As I enjoy the food, I marvel at Kochhar’s long journey in the culinary world from a shy Jamshedpur boy in the ‘70s, to a chef of global acclaim — a quintessential tale of ambition rewarded with achievement. Strong family support was instrumental of course. “My grandfather was a baker, and my father had a small catering business, so I was surrounded by food, and grew up experimenting with it.” says Kochhar. “When my friends were scrambling to become engineers and doctors, I opted for an offbeat hotel management career and, luckily, my father supported my ambition.” Kochhar’s career kicked off in 1993 at The Oberoi New Delhi, where, as a sous chef, he worked with a team of 18. Stints at the hotel’s iconic restaurants like Kandahar, Baan Thai, and La Rochelle followed, which taught him the nitty gritty of running a fine-dining kitchen.

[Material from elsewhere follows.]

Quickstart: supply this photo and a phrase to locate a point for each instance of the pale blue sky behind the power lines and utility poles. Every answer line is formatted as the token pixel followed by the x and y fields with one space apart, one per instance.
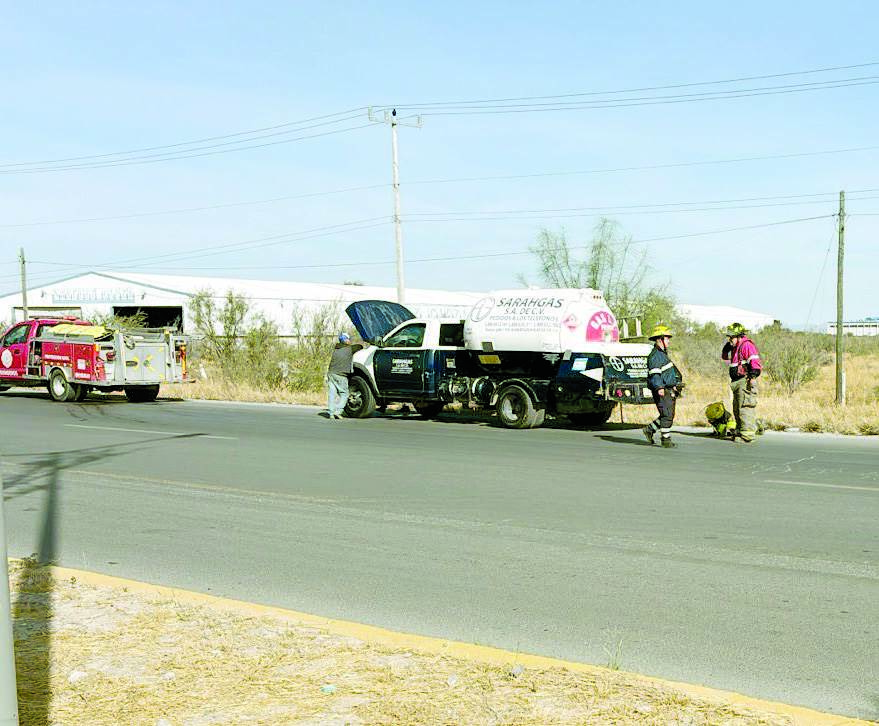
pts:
pixel 93 78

This experience propelled his shift to London in the late 1990s where he was hired for Tamarind, an already established Indian cuisine restaurant. Kochhar’s fresh approach to cooking Indian food, especially the use of fresh British produce, won him a huge fan following. In 2001, Kochhar became the first Indian chef to bag a Michelin star as Tamarind’s head chef. This was followed by another Michelin star for the acclaimed Benares. Despite being a hit abroad, Kochhar hasn’t quite cracked the recipe for success in India. With both his restaurants in Mumbai — NRI and Lima — that opened in 2016 downing shutters, does the entrepreneur think he has bitten off more than he could chew? “Well,” explains Kochhar, “both restaurants were well accepted for their cuisine and ambience, but the location was terribly wrong. The lack of footfalls and crazy rentals made no sense to continue that business in India.”

Unfrazzled by the bad run, Kochhar still has plans to re-enter the Indian market. “I find great pleasure working in India, and I do have an exciting activation potentially in the pipeline,” he adds. Straddling so many restaurants and facing daily challenges in London’s brutally competitive F&B industry is not a piece of cake. So how does the busy foodpreneur manage? “It can be a challenge trying to keep all the plates spinning but having the right team in place really helps. I’m surrounded by professionals who share my passion, vision and dedication, ensuring we can work through every challenge,” Kochhar says.

Spending quality time at his London home with his wife Deepti and two children, Arjun and Amisha, is a great stress buster for him. “I love cooking at home in my own kitchen, spending time in the garden tending my vegetable patch. I’m also a huge cricket fan, and although life can be busy, I do try and make time for a game, now and again,” he explains.   It is time for me to wrap up my meal, with dessert. I settle for a quivering brick of peanut butter accompanied by brittle salted caramel chikki, caramelised banana, a 24-carat gold leaf and a dark chocolate sphere filled with mousse, passion fruit and salted caramel. It’s yum, the perfect denouement to a great meal.

Given his nearly 25-year-old legacy in the world of gastronomy, is Kochhar training any of his kids to be chefs? “I encourage them to follow their passions when exploring future career options. My son will hopefully follow in my steps, in the hospitality industry. Working in the culinary profession is fantastic. If you have the drive and are willing to work hard, the sky really is the limit.” Kochhar should know.